Michael and mateo begin running around a circular track from the starting point at the same time. it takes Michael 48 seconds one lap around the track. it takes mateo 60 seconds to complete one lap around the track
how many minutes does it take before the two boys will meet at the starting point again?
how many laps will each boy have run by then?
What is the least common multiple of 48 and 60?
240
so is the first answer 4 minutes?
Ms. Sue????? so is the answer 4 minutes??
Mateo will have run around the track 4 times.
To find out how long it will take for Michael and Mateo to meet at the starting point again, we need to find the least common multiple (LCM) of their lap times. The LCM is the smallest number that is divisible by both lap times.
1. Find the LCM of 48 seconds and 60 seconds.
First, write down the prime factorization of each number:
48 = 2 * 2 * 2 * 2 * 3
60 = 2 * 2 * 3 * 5
Now, multiply the highest powers of all prime factors together:
LCM = 2 * 2 * 2 * 2 * 3 * 5 = 240
So, it will take 240 seconds for Michael and Mateo to meet at the starting point again.
2. Convert seconds to minutes.
We need to convert 240 seconds to minutes. Since there are 60 seconds in a minute, divide 240 by 60.
240 seconds ÷ 60 = 4 minutes
Therefore, it will take 4 minutes for the two boys to meet at the starting point again.
3. Determine the number of laps each boy will have run.

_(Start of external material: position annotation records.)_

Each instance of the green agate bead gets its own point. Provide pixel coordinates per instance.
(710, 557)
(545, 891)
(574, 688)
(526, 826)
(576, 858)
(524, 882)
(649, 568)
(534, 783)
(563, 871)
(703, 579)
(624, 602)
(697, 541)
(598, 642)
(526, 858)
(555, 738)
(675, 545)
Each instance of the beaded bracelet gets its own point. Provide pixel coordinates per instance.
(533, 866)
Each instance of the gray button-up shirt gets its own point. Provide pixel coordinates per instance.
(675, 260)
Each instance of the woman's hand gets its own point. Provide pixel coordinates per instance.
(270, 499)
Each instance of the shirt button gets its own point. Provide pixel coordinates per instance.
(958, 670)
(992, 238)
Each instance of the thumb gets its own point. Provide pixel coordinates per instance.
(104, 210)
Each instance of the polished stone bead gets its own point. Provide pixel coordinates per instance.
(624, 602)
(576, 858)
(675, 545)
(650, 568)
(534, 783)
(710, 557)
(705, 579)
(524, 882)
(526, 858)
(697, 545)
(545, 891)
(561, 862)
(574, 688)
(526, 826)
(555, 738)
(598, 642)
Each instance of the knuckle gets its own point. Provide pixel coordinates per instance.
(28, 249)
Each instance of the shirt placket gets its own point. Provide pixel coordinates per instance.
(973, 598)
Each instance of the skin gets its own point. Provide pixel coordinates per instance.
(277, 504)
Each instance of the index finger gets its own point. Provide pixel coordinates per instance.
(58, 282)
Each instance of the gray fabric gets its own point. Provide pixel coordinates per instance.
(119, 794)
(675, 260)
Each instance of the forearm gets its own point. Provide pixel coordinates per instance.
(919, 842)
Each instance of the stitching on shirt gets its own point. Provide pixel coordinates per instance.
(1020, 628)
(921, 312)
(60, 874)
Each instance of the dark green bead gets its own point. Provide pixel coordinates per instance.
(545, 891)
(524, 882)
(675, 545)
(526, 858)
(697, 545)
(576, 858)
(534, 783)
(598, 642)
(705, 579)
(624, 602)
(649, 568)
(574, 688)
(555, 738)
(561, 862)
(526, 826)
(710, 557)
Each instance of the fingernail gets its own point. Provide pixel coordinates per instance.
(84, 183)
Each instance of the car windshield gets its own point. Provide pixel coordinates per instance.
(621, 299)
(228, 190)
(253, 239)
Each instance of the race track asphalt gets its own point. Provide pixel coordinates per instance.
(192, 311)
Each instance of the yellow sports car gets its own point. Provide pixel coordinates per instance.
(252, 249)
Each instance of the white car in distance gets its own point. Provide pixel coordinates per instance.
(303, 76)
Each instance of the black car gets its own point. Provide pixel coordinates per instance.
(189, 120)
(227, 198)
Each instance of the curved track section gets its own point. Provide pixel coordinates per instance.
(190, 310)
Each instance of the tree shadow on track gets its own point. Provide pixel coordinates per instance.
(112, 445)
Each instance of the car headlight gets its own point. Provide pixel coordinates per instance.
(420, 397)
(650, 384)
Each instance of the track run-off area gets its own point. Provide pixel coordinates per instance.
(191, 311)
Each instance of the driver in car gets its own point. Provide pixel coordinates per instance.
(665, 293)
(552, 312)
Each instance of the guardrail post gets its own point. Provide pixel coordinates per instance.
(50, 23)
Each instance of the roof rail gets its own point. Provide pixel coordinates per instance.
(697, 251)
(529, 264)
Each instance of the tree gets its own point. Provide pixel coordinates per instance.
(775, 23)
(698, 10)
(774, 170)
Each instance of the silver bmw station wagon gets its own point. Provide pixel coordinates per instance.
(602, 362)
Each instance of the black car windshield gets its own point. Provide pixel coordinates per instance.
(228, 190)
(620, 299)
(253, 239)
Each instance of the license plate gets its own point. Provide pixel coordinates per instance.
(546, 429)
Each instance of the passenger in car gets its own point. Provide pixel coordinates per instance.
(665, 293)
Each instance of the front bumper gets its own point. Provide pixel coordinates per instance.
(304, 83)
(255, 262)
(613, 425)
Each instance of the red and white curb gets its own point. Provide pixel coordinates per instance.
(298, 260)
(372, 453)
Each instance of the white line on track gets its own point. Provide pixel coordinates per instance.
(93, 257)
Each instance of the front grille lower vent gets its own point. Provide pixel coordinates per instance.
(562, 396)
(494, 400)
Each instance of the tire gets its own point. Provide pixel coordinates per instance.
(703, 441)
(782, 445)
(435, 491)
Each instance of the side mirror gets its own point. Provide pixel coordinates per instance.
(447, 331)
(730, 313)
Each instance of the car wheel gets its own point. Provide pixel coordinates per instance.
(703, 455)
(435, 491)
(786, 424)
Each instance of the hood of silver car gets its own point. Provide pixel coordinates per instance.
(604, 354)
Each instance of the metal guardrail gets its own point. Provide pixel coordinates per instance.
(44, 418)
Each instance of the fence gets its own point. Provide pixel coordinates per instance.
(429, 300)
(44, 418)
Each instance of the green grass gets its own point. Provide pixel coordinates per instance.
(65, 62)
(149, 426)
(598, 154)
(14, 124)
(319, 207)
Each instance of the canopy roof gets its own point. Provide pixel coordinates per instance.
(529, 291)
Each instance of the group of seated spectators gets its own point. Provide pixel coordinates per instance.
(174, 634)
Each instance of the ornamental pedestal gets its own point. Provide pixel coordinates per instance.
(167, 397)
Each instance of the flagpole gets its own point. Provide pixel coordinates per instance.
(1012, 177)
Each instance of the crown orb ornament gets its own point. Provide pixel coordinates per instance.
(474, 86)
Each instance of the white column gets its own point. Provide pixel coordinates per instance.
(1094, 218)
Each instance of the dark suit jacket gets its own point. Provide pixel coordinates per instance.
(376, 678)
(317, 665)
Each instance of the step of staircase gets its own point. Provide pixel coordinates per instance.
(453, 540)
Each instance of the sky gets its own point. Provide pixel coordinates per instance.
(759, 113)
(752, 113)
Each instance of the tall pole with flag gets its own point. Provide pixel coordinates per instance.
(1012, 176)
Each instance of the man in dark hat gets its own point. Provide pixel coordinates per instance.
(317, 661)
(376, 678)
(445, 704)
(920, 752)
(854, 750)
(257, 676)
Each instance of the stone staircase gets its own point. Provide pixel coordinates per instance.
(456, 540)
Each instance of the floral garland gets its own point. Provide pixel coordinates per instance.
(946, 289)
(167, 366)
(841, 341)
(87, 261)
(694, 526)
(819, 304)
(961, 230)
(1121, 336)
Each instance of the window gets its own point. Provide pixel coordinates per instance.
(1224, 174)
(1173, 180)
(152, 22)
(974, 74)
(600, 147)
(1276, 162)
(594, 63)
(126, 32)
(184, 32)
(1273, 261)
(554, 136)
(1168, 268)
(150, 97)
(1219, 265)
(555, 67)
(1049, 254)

Since Michael takes 48 seconds to complete 1 lap, and they will meet after 240 seconds (4 minutes), we can divide the total time by Michael's lap time:
240 seconds ÷ 48 seconds per lap = 5 laps for Michael
Similarly, since Mateo takes 60 seconds to complete 1 lap, and they will meet after 240 seconds (4 minutes), we can divide the total time by Mateo's lap time:
240 seconds ÷ 60 seconds per lap = 4 laps for Mateo
Therefore, Michael will have run 5 laps and Mateo will have run 4 laps when they meet at the starting point again.